The economy added 192,000 jobs in March, the Labor Department said Friday, slightly below economists’ forecast of 200,000 new jobs and under February’s revised total of 197,000. Employers added a combined 37,000 more jobs in January and February than previously estimated.
The March unemployment rate was unchanged at 6.7 percent, or 10.5 million, but at least a half-million Americans started looking for work last month, most of them finding relatively low paying positions. The number of people who are involuntary employed, part-time workers was little changed at 7.4 million in March, unable to work full time because their employers have scaled back on hours. Food services and drinking places logged in 30,000 jobs, making a whole 323,000 of the total for the year.
However, the increase in job-seekers is a sign that if Americans are optimistic about their prospects, then they will still seek a job in big numbers.
March’s job gain nearly matched last year’s average monthly total, suggesting that the economy will not likely average the 250,000 jobs monthly need to keep pace with current population growth.
Stock markets reacted favorably to the news. The broad S&P 500 index rose 0.36 percent to 1,895.59, while the Dow Jones Industrial average rose 0.23 percent to 16,610.96. The Nasdaq Composite rose 0.12 percent to 4242.98.
However, more than six years after the Great Recession, private employers have finally recovered all the jobs lost to the recession. The employers shed 8.8 million jobs in the downturn; they’ve since hired 8.9 million. Still, because the population has grown over that time, it is little cause for celebration. The lost economic growth in what is the recovery that never was has left the unemployment rate elevated, where it will likely remain without the BLS playing numbers games.
The proportion of Americans in the labor force — those either working or seeking work — has ticked up this year after steady declines since June of 2009. The labor force increased by 1.5 million in the January-March quarter after shrinking by 500,000 last year. The labor force for the majority of Barack Obama’s tenure has been at or even below that of Jimmy Carter’s tenure, over 30 years ago.
The labor force participation rate was 63.2 percent and the employment-population ratio was 58.9 percent, both numbers are nothing to get excited about and nearly the same as in February. The number of people employed part-time for economic reasons was also little changed at 7.4 million in March, according to the Labor Department.
The number of long-term unemployed (those jobless for 27 weeks or more) came in at 3.7 million, which changed little in March. Unfortunately, these individuals accounted for 35.8 percent of the unemployed.
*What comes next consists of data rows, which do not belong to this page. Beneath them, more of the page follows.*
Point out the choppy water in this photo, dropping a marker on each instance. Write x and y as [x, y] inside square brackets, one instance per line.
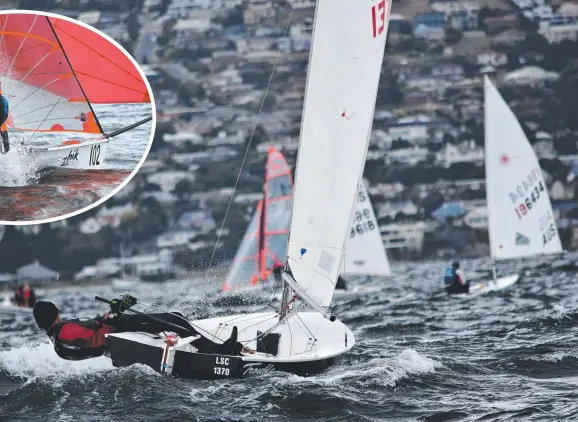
[419, 356]
[29, 193]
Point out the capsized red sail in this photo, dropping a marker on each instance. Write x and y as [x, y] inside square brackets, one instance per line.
[265, 242]
[51, 70]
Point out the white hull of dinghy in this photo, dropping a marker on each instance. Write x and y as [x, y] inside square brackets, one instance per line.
[492, 285]
[308, 343]
[83, 156]
[7, 307]
[125, 283]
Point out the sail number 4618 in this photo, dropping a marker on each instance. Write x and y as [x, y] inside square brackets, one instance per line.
[523, 208]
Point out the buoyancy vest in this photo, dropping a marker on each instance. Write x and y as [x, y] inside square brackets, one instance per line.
[451, 277]
[73, 352]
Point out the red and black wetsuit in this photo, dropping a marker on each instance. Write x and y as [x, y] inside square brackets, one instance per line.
[78, 340]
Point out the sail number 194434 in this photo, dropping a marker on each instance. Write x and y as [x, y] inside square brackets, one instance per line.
[523, 208]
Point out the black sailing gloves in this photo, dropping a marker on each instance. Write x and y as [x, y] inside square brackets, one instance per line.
[118, 306]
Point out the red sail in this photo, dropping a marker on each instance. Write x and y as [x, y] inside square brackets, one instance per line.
[265, 242]
[105, 73]
[52, 69]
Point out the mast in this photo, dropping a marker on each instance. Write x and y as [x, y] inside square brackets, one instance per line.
[287, 291]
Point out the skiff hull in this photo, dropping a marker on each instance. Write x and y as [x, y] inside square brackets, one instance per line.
[297, 351]
[83, 156]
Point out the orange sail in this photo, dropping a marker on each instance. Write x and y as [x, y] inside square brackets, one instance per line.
[264, 244]
[52, 70]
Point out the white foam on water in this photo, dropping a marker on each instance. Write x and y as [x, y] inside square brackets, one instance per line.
[16, 167]
[41, 361]
[388, 370]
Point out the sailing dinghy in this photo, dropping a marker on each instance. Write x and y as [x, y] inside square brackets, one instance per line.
[520, 218]
[8, 307]
[347, 52]
[52, 71]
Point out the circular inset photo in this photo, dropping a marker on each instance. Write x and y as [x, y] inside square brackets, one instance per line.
[77, 117]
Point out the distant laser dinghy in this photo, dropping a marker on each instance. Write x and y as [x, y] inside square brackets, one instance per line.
[520, 217]
[52, 71]
[342, 80]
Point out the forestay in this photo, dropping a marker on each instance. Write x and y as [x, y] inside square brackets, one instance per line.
[364, 252]
[520, 218]
[344, 67]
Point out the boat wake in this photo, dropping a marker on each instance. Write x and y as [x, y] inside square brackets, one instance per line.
[57, 192]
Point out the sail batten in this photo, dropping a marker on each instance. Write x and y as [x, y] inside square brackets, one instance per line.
[341, 90]
[520, 217]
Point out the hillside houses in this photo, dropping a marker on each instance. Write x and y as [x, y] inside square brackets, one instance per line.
[211, 62]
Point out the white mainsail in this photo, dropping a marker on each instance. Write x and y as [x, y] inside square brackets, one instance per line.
[520, 218]
[364, 252]
[344, 68]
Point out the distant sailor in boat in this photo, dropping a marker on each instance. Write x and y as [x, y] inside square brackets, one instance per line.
[79, 340]
[341, 284]
[24, 296]
[5, 147]
[455, 281]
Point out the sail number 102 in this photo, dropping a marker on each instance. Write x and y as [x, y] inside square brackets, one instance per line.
[93, 159]
[523, 208]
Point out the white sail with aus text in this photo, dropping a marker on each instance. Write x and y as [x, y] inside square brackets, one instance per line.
[345, 62]
[520, 217]
[364, 252]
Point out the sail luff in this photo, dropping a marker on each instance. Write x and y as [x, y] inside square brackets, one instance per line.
[75, 77]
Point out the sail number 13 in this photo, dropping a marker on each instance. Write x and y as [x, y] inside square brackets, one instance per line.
[523, 208]
[378, 18]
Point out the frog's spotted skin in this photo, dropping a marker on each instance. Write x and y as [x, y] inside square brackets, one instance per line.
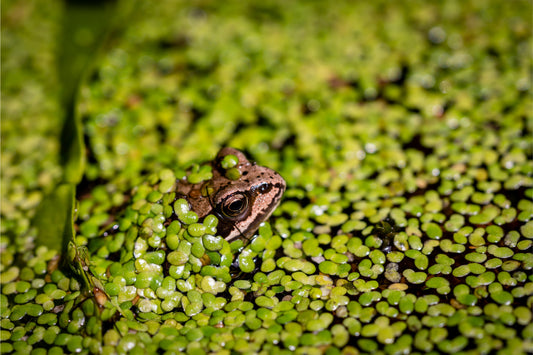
[240, 205]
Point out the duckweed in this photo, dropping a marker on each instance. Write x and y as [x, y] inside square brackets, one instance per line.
[406, 225]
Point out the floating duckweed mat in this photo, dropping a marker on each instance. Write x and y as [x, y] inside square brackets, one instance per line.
[403, 132]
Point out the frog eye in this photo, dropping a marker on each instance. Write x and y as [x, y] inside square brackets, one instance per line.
[264, 188]
[234, 205]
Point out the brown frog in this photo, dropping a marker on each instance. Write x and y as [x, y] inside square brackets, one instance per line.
[241, 204]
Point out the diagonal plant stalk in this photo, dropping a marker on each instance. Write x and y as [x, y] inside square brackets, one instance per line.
[85, 27]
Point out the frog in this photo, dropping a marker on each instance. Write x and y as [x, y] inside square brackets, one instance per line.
[240, 203]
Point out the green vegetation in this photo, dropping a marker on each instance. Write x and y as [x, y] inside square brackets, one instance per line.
[403, 131]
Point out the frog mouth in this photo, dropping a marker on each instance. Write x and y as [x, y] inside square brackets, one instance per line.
[260, 207]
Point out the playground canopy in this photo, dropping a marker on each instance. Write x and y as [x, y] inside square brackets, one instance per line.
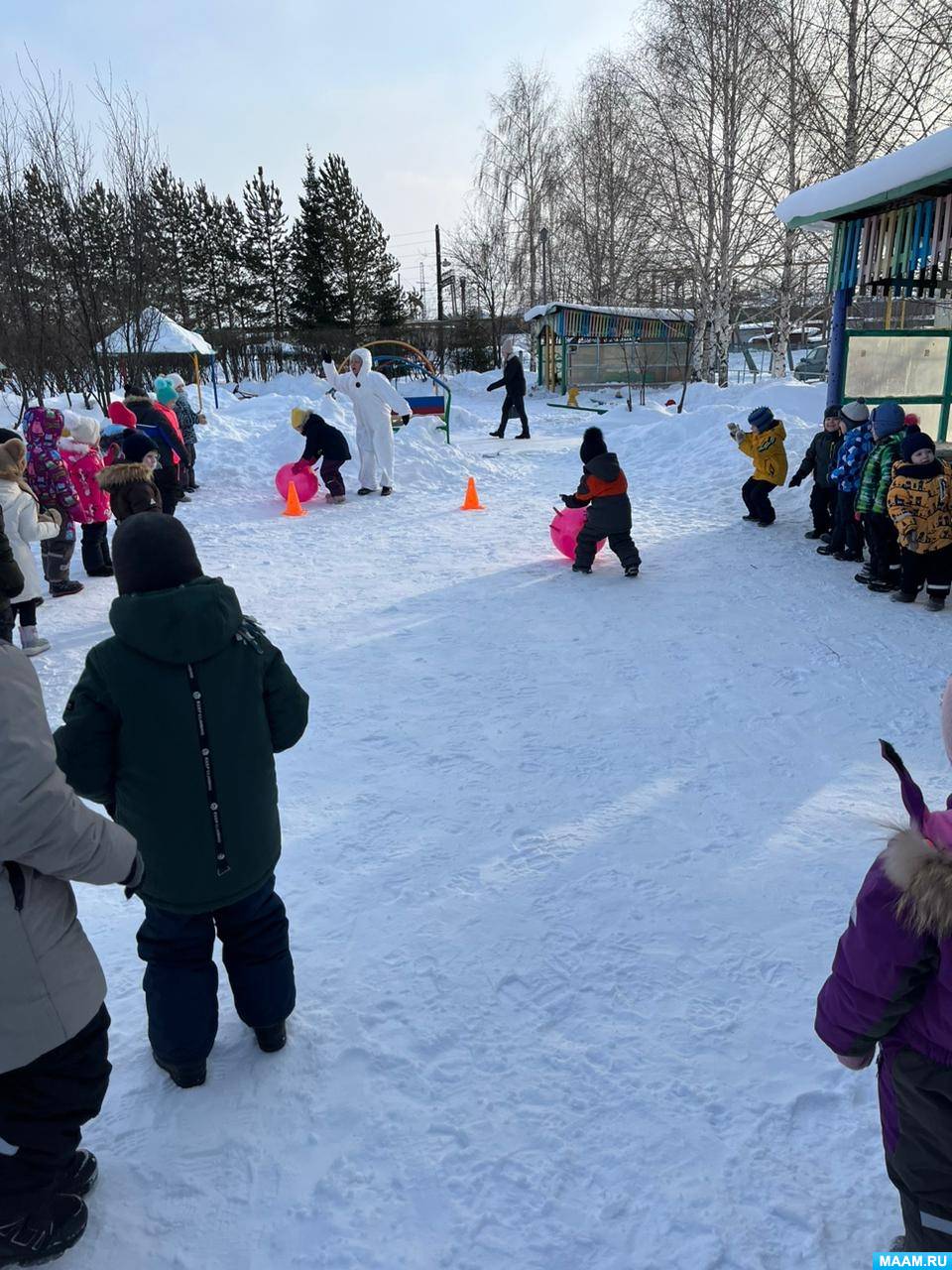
[592, 344]
[157, 335]
[892, 223]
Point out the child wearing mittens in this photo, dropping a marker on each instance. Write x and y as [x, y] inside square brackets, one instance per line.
[84, 461]
[322, 441]
[765, 445]
[919, 502]
[51, 483]
[892, 985]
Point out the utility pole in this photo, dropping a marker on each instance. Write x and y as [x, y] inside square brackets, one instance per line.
[440, 347]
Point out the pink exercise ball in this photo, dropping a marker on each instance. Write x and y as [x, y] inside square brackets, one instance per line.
[306, 483]
[565, 529]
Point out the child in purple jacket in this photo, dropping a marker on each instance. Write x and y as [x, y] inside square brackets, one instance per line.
[892, 984]
[51, 483]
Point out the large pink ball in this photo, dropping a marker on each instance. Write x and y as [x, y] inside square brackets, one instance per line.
[565, 529]
[306, 483]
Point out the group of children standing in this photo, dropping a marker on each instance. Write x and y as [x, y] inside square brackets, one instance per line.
[62, 479]
[878, 484]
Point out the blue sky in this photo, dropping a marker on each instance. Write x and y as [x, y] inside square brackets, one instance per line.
[400, 89]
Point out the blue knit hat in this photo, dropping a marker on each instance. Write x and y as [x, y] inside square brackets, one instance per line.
[888, 417]
[915, 440]
[762, 418]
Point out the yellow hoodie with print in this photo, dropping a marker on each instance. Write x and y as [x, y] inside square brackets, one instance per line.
[767, 451]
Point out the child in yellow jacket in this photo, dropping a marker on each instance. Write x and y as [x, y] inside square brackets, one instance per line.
[919, 502]
[765, 445]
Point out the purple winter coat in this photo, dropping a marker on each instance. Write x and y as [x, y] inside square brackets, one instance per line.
[46, 471]
[892, 983]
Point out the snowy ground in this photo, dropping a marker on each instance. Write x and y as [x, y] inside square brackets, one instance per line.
[565, 858]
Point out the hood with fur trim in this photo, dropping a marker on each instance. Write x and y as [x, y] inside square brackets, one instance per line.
[122, 474]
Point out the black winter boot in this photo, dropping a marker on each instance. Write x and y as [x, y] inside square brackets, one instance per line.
[272, 1039]
[186, 1076]
[81, 1175]
[32, 1241]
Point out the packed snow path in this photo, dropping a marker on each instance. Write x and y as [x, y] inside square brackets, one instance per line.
[565, 861]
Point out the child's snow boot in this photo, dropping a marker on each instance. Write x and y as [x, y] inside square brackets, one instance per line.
[31, 642]
[35, 1239]
[80, 1176]
[272, 1039]
[186, 1076]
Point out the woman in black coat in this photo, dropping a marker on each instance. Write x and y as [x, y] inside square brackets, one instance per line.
[515, 384]
[153, 423]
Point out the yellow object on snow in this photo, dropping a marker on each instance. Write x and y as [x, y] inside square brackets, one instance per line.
[767, 451]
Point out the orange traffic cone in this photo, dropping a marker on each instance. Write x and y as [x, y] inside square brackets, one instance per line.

Americans worked an average of 34.5 hours last month, up from 34.3 in February, but the increase, though small, means many Americans received larger weekly paychecks.
Yet, because of a variety of regulations holding down employers’ options, average hourly pay slipped a penny to $24.30 after a big 10-cent gain in February. The trend has been, in total, negative since the recession. These numbers were a big disappointment for many economists, who thought February’s larger-than-normal increase might signal the start of a trend.
Average hourly wages have risen 2.1 percent in the past year, but inflation has risen 1.1 percent in that time, eating much of Americans’ purchasing power.
Hiring averaged 178,000 in the first three months of this year, down from 198,000 a month in the final three months of 2013. But many economists forecast that hiring will average roughly 200,000 jobs a month for the rest of the year, which is still below the 250,000 needed to satisfy population increases and demand. Hiring at that pace may still lower the unemployment rate, however.
Many economists think growth slowed to a 1.5 percent to 2 percent annual rate in the January-March quarter, down from a 2.6 percent pace in last year’s fourth quarter. But most also forecast that steady hiring and less drag from government spending cuts should lift growth to nearly a 3 percent annual pace for the rest of the year.